1 am not sure to what extent Miss Matheson wishes us to see certain incidents as symbolic—for example, the killing of Leaf's mongrel bitch by a swan—and the details of Teresa's awakening evaded my grasp; but Leaf's interview with Dr. Nepal is explicit enough, and the failure of Teresa-Susan to recognise him a convincing climax.

The Visit is a serious and successful attempt to deal dramatically with the problem of our contrary urges, and to suggest a hope for their integration. The early chapters are diffuse, and far too much time is spent in explaining Agatha, Lilsy and Co. ; but once the book gains speed the writing tightens, and the presentation of the long- withheld Dr. Nepal is excellent. Two short quotations will show how well Miss Matheson writes at her best:

She began to mount the stairs, surprised at the weight of loathing that lay in her chest for Susan Standish, but accepting it without examining its causes. She loathed Susan, therefore Susan deserved loathing.

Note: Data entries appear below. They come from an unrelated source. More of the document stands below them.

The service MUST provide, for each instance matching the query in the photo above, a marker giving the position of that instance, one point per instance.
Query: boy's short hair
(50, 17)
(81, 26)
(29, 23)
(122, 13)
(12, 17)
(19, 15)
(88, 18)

And, excellently observed:

She threw a sliver of ice at the nearest swan; and its anger was diverted to a dignified search for the titbit it believed she had thrown.

In Brother Man the war between good and evil has a more primitive

setting. The scene is a poor district of Kingston, and the antagonists are the saintly Bra'Man and the obeah man Bra'Ambo. In Jamaica too a child of light needs the wisdom of the serpent as well as the gentleness of the dove. Bra' Man may live by his own precept of peace and love, but if he is too unworldly he may be framed by the agents of his adversary. "Every way you tu'n you' eye look up is heaven, child; trouble only in de world."

The dialogue gave me particular pleasure, since I have heard just enough of it to recognise the accuracy with which Mr. Mais sets it down, but it may daunt readers who lack this advantage. This would be a pity, for the book has a warm lyrical quality, and is very naturally put together.

The setting of Mr. Hardy's novel, The Place of Jackals, is even more primitive, its struggle harder and deeper. Roget, sent as a chaplain to a hard-pressed French force in Indo-China, braces himself to fight" the old, eternal conflict between the clever, brittle intellectualism and the ancient faith." He is soon involved in a fiercer battle. Death, heat, the jungle, his own fear and lust, the contempt of Lejeunc, the grinning idols, the older faith, his uselessness, are enemies that find hint unprepared. Not till the end does he redeem himself and effectively' represent what he stands for. in terms of the battle, the priest has repaired the telephone line between himself and God.

This stern, compassionate, astringent novel is not for weak stomachs or for timid believers. It honestly presents the dark night of a soul and the dawn that, but for an unbelieving hand on Roget's arm, might not have broken. This ironic touch is no flourish, but a part of the author's vision. Mr. Hardy's first novel is a mature and unshrinking comment on contemporary life. So, within narrower limits, is Miss Adam's account of a child shuttlecocked_from one well- meaning official to another after the collapse of her home. Compared to The Place of Jackals, however, it has the look of a conscientious documentary beside a powerful work of art.